The problem of anisotropy in metal forming

Sheet metal is processed through rollers at a steel plant. gjp3111/iStock/Getty Images Plus

When trying to determine the source of splits and wrinkles in their formed components, metal stampers often forget about anisotropy. Also known as directionality, anisotropy is a change in the crystalline structure of metals during the rolling process. Both cold- and hot-formed coils are subject to anisotropy from the intense force of the rolling operation. As a result, the mechanical properties can be significantly different at different directions across the plane of the sheet material.

Just a few months ago I had a conversation with a diemaker over coffee. He shared his frustration over the volume of splits he experienced on a particular component and detailed the troubleshooting efforts that failed to determine the cause. I suggested he try rotating the blanks.

I encountered him again a few weeks later, and he was ecstatic that simply rotating the lifts eliminated the splitting issues. But I was surprised that even though he knew his blanks were anistropic, he’d never considered that to be a possible cause of the problem.

What Causes Anisotropy?

Rolling in a mill moves the metal through a series of counterrotating rollers above and below the metal. The rollers introduce bulk plastic deformation to the metal to form it to the desired dimensional thickness (see Figure 1). Deformation changes the microstructure of the metal by changing the size of the crystal grains and introduces an orientation based on the direction and the force used in the deformation.

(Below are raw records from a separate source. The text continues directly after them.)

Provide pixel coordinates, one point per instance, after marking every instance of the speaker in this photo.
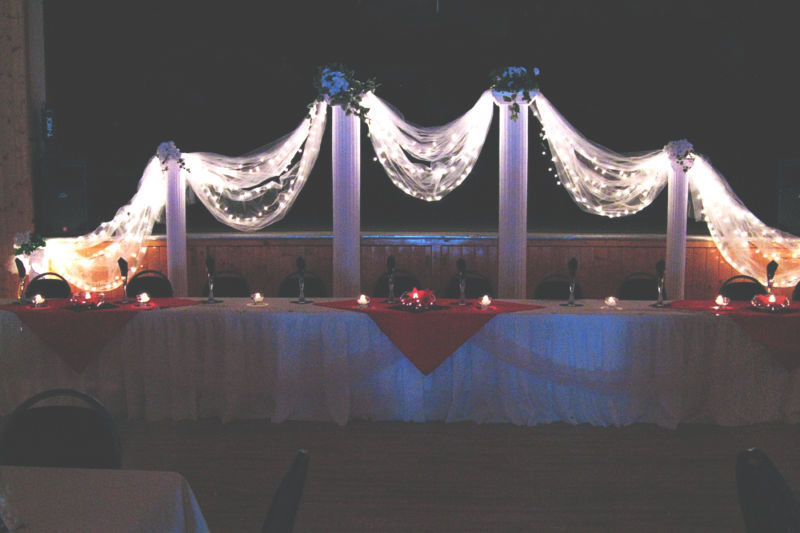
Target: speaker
(63, 199)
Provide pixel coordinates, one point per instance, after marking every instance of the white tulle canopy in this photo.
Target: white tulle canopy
(252, 191)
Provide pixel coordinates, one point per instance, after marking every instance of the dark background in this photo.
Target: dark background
(631, 75)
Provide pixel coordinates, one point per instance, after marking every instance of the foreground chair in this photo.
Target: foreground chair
(49, 285)
(556, 287)
(766, 501)
(741, 288)
(153, 282)
(477, 286)
(75, 436)
(229, 284)
(639, 286)
(283, 509)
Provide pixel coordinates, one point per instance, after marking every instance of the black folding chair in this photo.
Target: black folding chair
(153, 282)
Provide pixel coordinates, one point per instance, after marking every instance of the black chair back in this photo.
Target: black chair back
(556, 287)
(153, 282)
(477, 286)
(283, 509)
(741, 288)
(229, 284)
(70, 436)
(49, 285)
(313, 286)
(403, 281)
(639, 286)
(766, 501)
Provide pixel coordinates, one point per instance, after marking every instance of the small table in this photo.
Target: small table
(103, 501)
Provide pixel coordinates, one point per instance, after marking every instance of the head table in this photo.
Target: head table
(538, 362)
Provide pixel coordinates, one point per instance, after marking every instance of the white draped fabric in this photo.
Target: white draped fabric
(600, 181)
(427, 162)
(579, 365)
(257, 189)
(743, 240)
(90, 261)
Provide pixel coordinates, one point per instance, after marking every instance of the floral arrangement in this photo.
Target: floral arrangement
(27, 243)
(168, 150)
(418, 300)
(340, 86)
(680, 151)
(512, 82)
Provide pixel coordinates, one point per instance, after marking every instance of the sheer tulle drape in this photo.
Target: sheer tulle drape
(257, 189)
(743, 240)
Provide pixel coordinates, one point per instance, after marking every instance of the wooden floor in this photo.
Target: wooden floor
(436, 477)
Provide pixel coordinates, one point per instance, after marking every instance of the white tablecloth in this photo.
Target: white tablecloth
(68, 500)
(286, 361)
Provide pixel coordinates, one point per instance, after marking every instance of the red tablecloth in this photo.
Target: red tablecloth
(428, 338)
(79, 336)
(780, 332)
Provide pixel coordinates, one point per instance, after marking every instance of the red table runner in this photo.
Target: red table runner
(428, 338)
(780, 332)
(79, 336)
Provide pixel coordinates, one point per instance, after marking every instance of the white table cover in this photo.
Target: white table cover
(70, 500)
(305, 362)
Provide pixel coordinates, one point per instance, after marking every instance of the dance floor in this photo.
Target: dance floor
(538, 363)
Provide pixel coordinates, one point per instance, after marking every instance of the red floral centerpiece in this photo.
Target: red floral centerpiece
(770, 302)
(418, 299)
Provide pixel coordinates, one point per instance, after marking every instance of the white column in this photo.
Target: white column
(512, 229)
(176, 228)
(346, 156)
(677, 202)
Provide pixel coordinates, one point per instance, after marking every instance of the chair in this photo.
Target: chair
(153, 282)
(556, 287)
(477, 286)
(74, 436)
(49, 285)
(283, 509)
(313, 286)
(229, 284)
(639, 286)
(404, 281)
(766, 501)
(741, 288)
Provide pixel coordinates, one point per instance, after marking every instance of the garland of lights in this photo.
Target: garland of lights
(427, 163)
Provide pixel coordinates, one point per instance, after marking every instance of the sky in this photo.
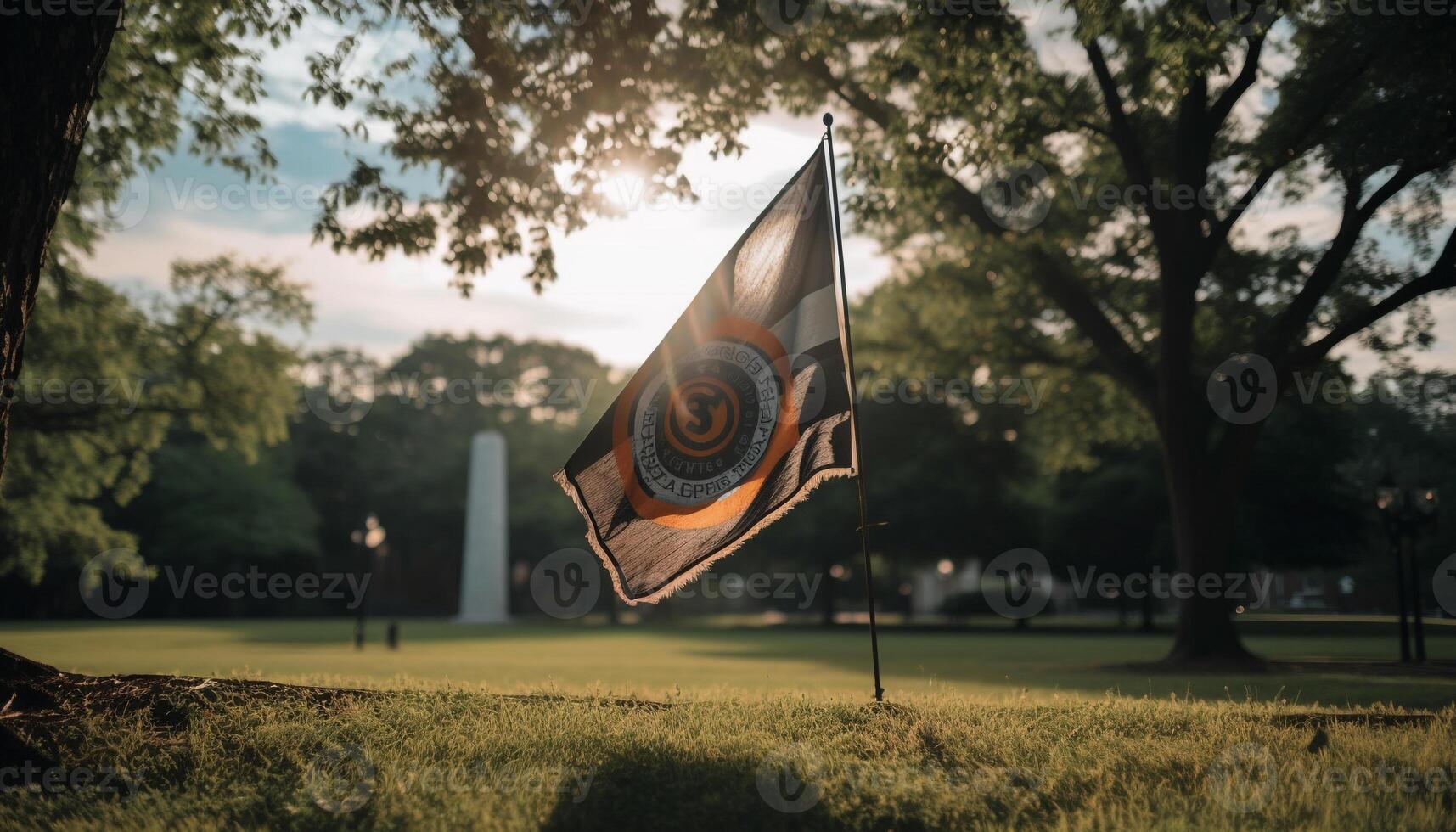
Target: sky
(622, 282)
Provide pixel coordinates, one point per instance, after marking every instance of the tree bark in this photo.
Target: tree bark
(53, 63)
(1203, 488)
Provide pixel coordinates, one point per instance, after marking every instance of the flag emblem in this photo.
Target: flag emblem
(739, 413)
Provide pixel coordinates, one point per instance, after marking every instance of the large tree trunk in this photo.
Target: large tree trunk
(53, 65)
(1203, 488)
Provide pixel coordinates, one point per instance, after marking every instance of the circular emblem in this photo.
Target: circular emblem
(1018, 195)
(696, 437)
(1244, 779)
(1020, 586)
(1242, 390)
(788, 779)
(115, 583)
(566, 583)
(340, 779)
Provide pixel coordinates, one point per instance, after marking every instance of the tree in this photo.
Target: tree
(403, 453)
(1154, 289)
(41, 134)
(951, 118)
(104, 102)
(105, 384)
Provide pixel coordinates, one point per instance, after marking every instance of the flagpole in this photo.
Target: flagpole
(853, 413)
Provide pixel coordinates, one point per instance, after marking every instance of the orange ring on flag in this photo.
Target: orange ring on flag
(737, 502)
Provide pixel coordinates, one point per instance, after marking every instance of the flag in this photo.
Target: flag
(739, 413)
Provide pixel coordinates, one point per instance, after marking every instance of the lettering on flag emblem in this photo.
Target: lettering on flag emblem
(694, 441)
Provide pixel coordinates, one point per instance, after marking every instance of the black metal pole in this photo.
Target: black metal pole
(1417, 626)
(853, 413)
(1399, 593)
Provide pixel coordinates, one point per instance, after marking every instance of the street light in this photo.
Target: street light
(370, 541)
(1405, 513)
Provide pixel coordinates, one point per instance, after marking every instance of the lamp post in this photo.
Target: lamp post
(368, 541)
(1405, 513)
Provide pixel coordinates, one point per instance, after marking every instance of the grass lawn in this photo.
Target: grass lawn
(700, 661)
(572, 728)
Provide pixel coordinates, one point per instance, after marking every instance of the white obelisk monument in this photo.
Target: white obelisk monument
(486, 565)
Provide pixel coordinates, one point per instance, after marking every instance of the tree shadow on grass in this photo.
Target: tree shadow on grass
(682, 791)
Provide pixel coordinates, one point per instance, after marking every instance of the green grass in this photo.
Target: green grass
(986, 730)
(700, 661)
(469, 760)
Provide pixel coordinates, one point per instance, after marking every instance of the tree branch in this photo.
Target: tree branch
(1293, 149)
(1321, 280)
(1123, 136)
(1440, 276)
(1053, 274)
(1236, 87)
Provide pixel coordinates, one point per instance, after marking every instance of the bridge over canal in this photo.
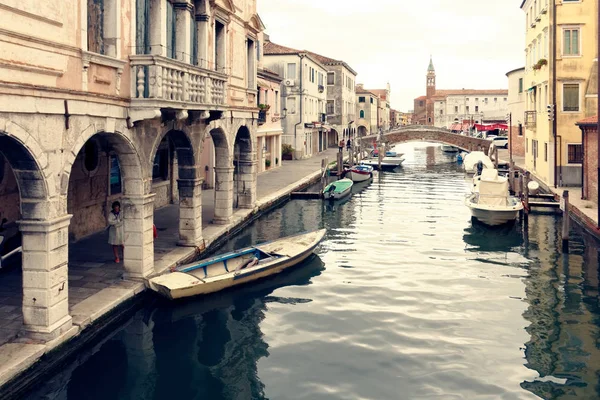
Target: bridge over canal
(421, 133)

During deformation, the grains can both elongate and rotate. The crystals align based on the direction of the stress applied by the rollers during deformation. As a result, the properties of the metal change as the direction of the component is changed. The direction of the microstructure affects mechanical properties, magnetic properties, electrical conductivity, and corrosion resistance, and this variability in properties based on direction is called anisotropy.

The R-Value

Labs measure anisotropy through a uniaxial tensile test. One of the conventional characteristics measured during a tensile test is vertical anisotropy, or the r-value. The r-value is a measure of the true plastic width strain of the sample compared to the true plastic thickness strain. The standards that reference plastic strain include ISO 10113, ASTM E517, and JIS Z2254.

To calculate the r-value, the lab samples a cross section of the tensile specimen and measures the sample’s deformation across both the width and the thickness. If the sample deforms more across the width, then r is greater than 1. If the sample deforms more across the thickness, then r is less than 1. If the r-value is 1, the material is isotropic, which means it demonstrates no directionality.

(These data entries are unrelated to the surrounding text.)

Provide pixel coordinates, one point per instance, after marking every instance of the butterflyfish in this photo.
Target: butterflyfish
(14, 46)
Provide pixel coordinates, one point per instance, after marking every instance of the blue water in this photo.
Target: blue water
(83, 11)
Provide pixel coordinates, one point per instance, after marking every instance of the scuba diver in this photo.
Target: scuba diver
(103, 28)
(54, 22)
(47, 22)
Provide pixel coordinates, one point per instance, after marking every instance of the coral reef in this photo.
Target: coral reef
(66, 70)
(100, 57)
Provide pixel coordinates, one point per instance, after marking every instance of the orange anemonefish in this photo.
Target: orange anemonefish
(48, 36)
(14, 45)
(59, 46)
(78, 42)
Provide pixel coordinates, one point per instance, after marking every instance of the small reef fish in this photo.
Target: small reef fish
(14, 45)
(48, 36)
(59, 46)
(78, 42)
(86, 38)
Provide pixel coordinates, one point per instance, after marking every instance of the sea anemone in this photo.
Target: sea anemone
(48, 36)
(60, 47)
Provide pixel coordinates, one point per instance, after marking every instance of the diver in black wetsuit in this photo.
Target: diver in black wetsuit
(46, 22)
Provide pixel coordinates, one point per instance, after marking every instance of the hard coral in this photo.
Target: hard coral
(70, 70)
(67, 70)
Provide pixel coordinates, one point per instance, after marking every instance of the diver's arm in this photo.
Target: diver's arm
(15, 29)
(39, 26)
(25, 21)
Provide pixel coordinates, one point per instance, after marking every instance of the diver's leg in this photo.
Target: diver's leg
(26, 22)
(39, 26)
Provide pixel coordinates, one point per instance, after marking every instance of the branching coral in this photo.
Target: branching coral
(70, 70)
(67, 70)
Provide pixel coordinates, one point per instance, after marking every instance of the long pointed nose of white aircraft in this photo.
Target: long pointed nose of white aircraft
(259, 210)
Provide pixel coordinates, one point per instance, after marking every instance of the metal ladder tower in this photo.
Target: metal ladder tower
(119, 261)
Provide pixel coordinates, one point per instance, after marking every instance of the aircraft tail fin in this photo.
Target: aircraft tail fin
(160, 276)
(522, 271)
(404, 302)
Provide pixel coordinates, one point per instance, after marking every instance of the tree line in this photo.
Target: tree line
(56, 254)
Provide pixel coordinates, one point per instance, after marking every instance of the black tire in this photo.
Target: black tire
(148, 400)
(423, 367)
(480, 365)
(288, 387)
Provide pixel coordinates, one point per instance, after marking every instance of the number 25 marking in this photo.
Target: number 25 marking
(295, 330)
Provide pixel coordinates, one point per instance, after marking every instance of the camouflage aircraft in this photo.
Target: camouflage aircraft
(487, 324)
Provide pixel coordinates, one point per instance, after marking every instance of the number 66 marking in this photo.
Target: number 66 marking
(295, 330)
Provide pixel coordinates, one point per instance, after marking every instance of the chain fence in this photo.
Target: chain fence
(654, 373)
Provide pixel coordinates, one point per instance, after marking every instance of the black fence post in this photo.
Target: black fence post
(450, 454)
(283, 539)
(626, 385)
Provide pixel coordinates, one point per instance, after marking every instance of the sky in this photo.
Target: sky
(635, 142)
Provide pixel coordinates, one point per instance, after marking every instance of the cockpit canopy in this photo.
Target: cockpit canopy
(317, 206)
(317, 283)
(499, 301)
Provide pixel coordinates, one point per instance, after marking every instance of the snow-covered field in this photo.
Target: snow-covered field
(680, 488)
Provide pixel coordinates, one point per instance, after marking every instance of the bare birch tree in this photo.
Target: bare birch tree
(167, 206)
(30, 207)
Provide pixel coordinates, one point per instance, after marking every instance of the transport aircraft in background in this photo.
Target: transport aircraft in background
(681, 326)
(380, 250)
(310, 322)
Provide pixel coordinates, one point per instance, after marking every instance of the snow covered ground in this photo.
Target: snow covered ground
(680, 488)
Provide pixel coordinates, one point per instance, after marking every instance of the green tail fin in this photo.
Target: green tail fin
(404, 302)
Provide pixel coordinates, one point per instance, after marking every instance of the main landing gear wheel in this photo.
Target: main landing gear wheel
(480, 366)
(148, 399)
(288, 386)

Tested samples with different orientations on the coil reveal the hardening behavior of the metal across two different directions on its plane, as well as the thinning behaviors when measured across the material plane. These values help determine the material’s ability to maintain its high location on the forming limit diagram to resist thinning and to reduce wrinkling.

Improved Results

Anisotropy can be a critical factor in both simulation and forming, and blank orientation can have a significant influence on the occurrence of splits and wrinkles in the formed material. When stampers understand and consider r-values in the simulation and design stages, they can achieve better forming results and develop a meaningful body of knowledge about good practice in preventing failure from anisotropy.

FIGURE 1 As metal moves through rollers in a rolling mill, they introduce bulk plastic deformation to the material to deform it to the desired dimensional thickness.